From 39d4fadbc4527972c2ac268a72cacfa143eff8f1 Mon Sep 17 00:00:00 2001
From: Andreas Kloeckner <inform@tiker.net>
Date: Fri, 15 Jan 2021 17:57:55 -0600
Subject: [PATCH] Avoid a few calls to len() in enqueue_nd_range_kernel

---
 src/wrap_cl.hpp | 44 ++++++++++++++++++++++----------------------
 1 file changed, 22 insertions(+), 22 deletions(-)

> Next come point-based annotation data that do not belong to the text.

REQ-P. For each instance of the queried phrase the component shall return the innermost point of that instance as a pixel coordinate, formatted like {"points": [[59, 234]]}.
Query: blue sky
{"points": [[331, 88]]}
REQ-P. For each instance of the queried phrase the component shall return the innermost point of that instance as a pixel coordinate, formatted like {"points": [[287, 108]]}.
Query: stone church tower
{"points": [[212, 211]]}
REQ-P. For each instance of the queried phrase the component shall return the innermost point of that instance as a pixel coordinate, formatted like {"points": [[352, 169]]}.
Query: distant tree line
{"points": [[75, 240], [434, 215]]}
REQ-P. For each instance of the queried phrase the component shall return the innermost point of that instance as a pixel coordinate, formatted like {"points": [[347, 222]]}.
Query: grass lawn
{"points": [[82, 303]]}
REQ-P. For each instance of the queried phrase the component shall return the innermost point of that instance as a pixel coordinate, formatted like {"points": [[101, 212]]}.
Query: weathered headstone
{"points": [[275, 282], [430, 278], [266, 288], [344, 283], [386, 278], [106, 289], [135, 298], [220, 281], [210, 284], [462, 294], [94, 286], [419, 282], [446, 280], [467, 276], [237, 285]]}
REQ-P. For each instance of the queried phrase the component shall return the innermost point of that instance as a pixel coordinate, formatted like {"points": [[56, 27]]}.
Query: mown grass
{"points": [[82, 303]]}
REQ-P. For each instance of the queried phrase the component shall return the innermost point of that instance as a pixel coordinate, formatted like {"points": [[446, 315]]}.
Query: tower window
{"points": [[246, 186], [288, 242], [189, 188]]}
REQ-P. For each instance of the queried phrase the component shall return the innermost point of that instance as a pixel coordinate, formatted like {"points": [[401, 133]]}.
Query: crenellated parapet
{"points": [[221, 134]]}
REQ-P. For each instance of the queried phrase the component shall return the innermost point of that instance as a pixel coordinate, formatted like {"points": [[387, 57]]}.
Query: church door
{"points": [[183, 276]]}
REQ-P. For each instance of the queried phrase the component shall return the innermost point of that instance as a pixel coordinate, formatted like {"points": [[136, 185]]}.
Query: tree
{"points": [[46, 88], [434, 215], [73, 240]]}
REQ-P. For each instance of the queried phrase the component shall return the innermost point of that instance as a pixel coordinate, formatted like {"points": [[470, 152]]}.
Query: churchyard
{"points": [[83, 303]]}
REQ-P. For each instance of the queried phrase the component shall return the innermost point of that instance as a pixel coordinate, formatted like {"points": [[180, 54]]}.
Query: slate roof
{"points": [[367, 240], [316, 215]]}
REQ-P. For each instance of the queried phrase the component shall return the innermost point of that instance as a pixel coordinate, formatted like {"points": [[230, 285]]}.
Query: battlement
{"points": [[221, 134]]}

diff --git a/src/wrap_cl.hpp b/src/wrap_cl.hpp
index de35513c..6679ed3f 100644
--- a/src/wrap_cl.hpp
+++ b/src/wrap_cl.hpp
@@ -389,14 +389,15 @@
     \
     if (py_wait_for.ptr() != Py_None) \
     { \
-      event_wait_list.resize(len(py_wait_for)); \
       for (py::handle evt: py_wait_for) \
-        event_wait_list[num_events_in_wait_list++] = \
-          evt.cast<const event &>().data(); \
+      { \
+        event_wait_list.push_back(evt.cast<const event &>().data()); \
+        ++num_events_in_wait_list; \
+      } \
     }
 
 #define PYOPENCL_WAITLIST_ARGS \
-    num_events_in_wait_list, event_wait_list.empty( ) ? nullptr : &event_wait_list.front()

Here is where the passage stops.